The average T1-weighted images from one control subject was normalized to MNI space. The normalized images were used as background images for structural identification.

Region-of-interest analyses

Region-of-interest (ROI) analyses were performed to calculate regional gray matter volumes to determine magnitude differences between groups, and correlation coefficients for each correlation analyses. Regional brain masks were created based on ROIs from Neuromorphometrics, Inc. (www.neuromorphometrics.com) and significant whole-brain voxel based gray matter volume differences between groups and significant correlation between gray matter volume of associated regions and behavioral scores. The ROI values were extracted using these regional masks of specific brain regions and smoothed gray matter volumetric maps of T2DM and controls.

Statistical analyses

Demographics and other variables

The Statistical Package for the Social Sciences (IBM SPSS, v25.0, Armonk, NY, USA) was used for assessment of demographic, physiological, mood, and cognitive variables. Demographic and clinical variables were assessed by independent samples t-tests, and categorical variables were compared using the Chi-square test. A P-value of <0.05 was considered statistically significant.

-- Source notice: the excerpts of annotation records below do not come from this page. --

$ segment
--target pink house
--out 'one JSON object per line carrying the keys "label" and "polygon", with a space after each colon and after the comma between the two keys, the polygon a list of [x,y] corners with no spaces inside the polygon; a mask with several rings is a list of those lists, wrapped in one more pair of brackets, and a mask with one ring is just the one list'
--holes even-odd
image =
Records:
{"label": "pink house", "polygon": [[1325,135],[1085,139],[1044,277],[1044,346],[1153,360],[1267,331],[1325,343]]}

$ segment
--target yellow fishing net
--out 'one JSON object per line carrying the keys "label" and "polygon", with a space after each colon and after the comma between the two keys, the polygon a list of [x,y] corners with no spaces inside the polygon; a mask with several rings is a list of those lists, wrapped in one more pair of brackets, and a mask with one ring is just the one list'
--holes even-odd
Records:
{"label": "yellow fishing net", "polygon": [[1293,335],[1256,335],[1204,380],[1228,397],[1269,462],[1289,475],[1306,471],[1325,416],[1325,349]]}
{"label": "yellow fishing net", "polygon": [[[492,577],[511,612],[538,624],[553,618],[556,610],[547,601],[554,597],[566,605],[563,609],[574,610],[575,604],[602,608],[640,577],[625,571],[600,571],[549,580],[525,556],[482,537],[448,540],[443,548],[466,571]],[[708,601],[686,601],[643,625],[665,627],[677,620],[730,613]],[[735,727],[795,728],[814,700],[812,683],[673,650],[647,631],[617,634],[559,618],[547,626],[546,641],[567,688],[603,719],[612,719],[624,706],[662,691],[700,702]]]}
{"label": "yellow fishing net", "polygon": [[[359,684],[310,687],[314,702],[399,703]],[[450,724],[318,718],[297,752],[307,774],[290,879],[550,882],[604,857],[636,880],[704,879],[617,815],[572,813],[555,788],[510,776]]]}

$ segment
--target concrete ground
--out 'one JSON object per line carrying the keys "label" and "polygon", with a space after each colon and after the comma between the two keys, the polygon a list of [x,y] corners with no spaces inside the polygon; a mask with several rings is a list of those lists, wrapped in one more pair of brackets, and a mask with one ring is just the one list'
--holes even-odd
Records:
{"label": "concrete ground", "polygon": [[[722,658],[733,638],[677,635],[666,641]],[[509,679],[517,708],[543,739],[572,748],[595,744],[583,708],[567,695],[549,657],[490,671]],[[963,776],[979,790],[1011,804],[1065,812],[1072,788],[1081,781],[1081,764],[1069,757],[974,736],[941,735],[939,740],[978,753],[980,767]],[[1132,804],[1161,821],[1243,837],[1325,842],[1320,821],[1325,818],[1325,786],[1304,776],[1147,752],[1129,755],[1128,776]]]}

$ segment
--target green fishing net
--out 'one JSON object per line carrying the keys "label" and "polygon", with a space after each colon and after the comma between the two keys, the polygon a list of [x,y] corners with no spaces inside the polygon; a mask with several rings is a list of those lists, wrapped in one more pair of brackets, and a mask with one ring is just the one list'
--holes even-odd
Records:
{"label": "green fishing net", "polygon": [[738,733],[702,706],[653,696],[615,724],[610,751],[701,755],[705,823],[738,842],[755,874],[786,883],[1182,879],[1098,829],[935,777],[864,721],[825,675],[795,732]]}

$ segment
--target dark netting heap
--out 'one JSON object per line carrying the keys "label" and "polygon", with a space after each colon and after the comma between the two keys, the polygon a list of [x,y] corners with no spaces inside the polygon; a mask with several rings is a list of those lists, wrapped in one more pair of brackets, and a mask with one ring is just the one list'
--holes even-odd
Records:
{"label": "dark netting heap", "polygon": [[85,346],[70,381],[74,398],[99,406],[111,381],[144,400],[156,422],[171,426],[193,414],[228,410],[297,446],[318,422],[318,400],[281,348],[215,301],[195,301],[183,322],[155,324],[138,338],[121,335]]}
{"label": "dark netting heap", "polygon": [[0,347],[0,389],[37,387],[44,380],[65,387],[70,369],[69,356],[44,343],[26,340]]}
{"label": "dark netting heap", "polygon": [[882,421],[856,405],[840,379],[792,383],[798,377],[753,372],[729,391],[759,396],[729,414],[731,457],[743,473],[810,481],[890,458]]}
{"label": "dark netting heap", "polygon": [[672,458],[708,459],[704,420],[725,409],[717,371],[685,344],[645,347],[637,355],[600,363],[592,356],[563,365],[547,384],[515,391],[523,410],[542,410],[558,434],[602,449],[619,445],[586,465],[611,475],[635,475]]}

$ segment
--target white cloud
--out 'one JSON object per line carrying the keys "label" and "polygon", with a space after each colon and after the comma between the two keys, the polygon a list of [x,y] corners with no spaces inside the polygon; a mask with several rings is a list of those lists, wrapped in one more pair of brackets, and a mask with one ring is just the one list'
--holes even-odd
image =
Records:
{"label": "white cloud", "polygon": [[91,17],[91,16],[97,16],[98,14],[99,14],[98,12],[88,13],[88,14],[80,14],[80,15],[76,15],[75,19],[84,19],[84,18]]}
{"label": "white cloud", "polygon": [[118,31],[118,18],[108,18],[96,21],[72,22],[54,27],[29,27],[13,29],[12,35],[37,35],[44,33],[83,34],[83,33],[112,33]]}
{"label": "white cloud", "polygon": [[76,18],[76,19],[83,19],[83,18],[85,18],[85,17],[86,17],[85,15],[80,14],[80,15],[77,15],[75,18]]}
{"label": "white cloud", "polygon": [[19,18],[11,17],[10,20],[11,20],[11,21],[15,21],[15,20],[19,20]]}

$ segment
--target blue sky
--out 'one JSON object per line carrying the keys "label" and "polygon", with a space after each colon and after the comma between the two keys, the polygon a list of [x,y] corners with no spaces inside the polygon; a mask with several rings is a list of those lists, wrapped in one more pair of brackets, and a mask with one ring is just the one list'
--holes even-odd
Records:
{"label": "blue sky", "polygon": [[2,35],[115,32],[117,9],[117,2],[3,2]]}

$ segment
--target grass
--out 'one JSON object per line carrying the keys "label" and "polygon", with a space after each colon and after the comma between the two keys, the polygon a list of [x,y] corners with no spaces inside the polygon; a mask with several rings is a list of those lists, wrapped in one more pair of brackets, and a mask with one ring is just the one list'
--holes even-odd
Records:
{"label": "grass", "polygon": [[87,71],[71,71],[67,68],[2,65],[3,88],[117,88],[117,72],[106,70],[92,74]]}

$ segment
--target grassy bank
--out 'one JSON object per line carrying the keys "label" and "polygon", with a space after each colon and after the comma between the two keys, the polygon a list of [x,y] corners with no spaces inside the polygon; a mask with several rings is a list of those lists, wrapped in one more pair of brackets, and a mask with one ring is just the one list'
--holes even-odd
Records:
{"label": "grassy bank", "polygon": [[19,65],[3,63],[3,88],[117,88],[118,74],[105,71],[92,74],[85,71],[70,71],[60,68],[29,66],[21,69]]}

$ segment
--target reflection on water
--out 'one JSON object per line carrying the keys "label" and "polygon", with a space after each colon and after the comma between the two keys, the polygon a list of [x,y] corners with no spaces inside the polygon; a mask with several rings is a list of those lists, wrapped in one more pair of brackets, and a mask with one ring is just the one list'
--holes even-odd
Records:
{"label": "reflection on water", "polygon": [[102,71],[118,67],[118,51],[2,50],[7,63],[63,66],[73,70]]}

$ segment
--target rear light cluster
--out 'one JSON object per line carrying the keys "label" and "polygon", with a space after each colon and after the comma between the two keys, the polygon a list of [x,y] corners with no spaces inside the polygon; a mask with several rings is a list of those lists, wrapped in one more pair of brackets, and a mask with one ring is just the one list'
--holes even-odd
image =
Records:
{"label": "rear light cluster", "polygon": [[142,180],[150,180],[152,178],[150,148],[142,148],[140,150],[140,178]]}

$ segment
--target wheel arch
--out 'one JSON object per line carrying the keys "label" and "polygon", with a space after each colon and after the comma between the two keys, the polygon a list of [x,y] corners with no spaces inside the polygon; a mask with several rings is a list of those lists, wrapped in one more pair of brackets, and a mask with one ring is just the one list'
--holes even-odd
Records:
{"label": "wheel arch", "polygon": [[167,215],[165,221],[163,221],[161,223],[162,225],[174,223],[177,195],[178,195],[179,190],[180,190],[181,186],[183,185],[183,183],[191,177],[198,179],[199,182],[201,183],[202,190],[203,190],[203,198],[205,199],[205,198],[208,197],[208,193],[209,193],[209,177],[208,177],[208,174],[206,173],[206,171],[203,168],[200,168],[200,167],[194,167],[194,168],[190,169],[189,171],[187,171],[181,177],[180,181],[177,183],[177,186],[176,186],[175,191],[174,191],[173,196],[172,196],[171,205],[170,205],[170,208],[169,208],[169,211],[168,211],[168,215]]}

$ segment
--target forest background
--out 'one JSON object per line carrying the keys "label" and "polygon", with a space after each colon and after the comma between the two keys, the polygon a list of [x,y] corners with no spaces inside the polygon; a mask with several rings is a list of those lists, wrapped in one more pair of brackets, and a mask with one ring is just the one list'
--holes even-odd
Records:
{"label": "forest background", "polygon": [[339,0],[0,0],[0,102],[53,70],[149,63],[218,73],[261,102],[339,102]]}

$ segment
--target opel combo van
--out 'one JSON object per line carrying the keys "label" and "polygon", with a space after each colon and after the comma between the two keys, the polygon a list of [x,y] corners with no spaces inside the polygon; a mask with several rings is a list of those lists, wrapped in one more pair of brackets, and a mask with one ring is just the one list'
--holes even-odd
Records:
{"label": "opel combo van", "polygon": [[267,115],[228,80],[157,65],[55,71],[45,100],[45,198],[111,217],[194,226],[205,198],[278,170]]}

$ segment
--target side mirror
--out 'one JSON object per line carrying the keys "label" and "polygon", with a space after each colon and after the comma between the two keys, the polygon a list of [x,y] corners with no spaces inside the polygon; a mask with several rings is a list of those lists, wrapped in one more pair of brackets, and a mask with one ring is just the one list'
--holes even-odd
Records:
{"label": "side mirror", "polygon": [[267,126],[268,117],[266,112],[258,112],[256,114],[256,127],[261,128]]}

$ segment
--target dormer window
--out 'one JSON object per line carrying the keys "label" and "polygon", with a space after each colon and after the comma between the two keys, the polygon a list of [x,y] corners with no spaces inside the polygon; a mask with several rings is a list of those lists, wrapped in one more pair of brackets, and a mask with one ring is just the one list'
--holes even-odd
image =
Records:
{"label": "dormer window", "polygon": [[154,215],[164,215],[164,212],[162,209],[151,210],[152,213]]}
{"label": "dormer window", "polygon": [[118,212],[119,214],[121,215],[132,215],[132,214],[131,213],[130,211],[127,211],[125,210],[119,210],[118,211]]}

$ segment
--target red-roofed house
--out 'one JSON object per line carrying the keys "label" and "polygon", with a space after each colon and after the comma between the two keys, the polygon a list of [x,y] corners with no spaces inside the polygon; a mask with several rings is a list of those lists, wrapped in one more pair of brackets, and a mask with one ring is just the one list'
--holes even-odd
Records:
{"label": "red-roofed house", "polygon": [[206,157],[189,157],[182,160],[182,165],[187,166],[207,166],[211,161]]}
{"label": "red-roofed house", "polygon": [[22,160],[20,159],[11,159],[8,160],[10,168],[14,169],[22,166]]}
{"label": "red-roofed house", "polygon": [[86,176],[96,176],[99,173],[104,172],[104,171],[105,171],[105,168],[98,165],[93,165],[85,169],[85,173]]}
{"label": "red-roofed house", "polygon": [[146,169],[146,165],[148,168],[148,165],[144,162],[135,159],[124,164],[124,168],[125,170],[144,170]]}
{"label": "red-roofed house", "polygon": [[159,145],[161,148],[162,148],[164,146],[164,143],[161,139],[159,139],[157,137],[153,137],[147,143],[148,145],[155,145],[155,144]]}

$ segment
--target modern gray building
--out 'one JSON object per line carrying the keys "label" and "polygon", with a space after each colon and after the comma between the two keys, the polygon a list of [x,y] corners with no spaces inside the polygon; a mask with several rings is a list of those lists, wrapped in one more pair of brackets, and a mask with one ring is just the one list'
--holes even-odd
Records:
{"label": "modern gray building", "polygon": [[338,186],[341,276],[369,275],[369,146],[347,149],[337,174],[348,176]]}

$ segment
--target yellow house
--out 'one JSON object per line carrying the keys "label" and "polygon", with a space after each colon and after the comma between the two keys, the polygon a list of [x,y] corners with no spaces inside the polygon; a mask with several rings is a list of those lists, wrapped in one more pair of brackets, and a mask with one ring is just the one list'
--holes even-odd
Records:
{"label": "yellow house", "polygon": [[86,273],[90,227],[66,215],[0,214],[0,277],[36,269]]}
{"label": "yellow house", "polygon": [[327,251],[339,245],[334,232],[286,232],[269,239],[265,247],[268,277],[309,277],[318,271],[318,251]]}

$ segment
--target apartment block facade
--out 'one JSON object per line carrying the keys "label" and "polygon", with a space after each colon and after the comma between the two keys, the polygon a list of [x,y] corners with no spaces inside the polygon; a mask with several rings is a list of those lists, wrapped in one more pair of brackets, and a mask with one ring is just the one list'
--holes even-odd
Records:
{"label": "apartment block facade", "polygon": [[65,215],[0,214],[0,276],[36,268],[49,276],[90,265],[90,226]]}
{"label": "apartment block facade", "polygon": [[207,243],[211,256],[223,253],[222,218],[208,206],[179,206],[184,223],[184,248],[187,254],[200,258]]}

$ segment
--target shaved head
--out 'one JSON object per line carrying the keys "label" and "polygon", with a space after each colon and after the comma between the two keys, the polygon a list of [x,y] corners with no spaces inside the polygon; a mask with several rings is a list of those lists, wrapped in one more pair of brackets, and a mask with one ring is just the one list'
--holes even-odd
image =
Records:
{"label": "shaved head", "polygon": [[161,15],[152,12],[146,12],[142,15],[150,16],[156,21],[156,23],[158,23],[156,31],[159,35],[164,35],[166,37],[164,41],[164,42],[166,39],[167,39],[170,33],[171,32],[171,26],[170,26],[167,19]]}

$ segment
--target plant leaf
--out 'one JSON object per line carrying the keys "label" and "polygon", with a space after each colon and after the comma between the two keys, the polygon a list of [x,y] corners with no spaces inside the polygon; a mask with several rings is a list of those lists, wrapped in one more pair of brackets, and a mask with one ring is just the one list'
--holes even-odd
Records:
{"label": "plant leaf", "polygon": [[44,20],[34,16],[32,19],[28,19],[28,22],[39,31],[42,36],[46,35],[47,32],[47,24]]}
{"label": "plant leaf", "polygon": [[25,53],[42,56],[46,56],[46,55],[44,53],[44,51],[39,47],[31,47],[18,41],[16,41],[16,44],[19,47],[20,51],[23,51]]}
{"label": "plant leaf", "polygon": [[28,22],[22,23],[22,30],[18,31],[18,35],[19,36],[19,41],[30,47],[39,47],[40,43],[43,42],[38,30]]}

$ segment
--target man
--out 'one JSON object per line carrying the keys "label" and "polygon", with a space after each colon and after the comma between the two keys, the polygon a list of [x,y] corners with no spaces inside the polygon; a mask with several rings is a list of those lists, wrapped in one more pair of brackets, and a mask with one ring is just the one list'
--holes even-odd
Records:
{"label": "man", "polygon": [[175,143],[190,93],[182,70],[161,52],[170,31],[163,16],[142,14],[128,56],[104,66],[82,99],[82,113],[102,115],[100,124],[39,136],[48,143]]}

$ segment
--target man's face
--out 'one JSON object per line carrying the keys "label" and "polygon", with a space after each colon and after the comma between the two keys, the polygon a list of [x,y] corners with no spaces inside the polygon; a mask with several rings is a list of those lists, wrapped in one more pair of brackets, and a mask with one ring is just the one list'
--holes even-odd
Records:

Regional brain gray matter volume changes between T2DM and controls

The smoothed whole-brain gray matter maps were compared between T2DM and control subjects using analysis of covariance [ANCOVA, SPM12; covariates, age and sex; false discovery rate (FDR) correction for multiple comparison, p < 0.01, minimum extended cluster size, 40 voxels). The FDR correction was performed using the REST toolbox based on the t-statistic maps obtained from SPM12. Brain clusters with significant differences between groups were overlaid onto background images for structural identification.

Regional brain gray matter volumes and effect sizes

Regional gray matter volumes, calculated from ROI analyses, were examined for significant differences between T2DM and control subjects using ANCOVA (SPSS; covariates, age and sex) and calculate effect sizes. A p-value of <0.05 was chosen to establish statistical significance.

Correlations between gray matter volumes and BAI, BDI-II, and MoCA scores in T2DM

Whole-brain gray matter maps were correlated voxel-by-voxel with BAI, BDI-II, and MoCA scores in T2DM subjects using partial correlations (SPM12; covariates, age and sex, uncorrected, p < 0.005, minimum extended cluster size, 40 voxels). Brain clusters showing significant correlations between gray matter volumes and BAI, BDI-II, and MoCA scores were overlaid on background images. To obtain region-specific correlation coefficient values, ROI values were obtained from specific brain regions that showed significant correlations in whole-brain voxel based correlation analyses, and examined with partial correlations (SPSS; covariates, age and sex, p < 0.05).

Overlap between ANCOVA (Gray matter volumes; T2DM vs control) and partial correlation analyses (Gray matter volumes vs BAI, BDI-II, and MoCA scores)

Brain clusters with significant differences in gray matter volumes between T2DM patients and control subjects based on ANCOVA were overlaid onto background images. Similarly, brain clusters showing correlations between gray matter volumes and symptoms scores (BDI-II, BAI, and MoCA) in T2DM patients were overlaid onto background images. Common overlapping brain sites between group differences and correlation analyses were identified.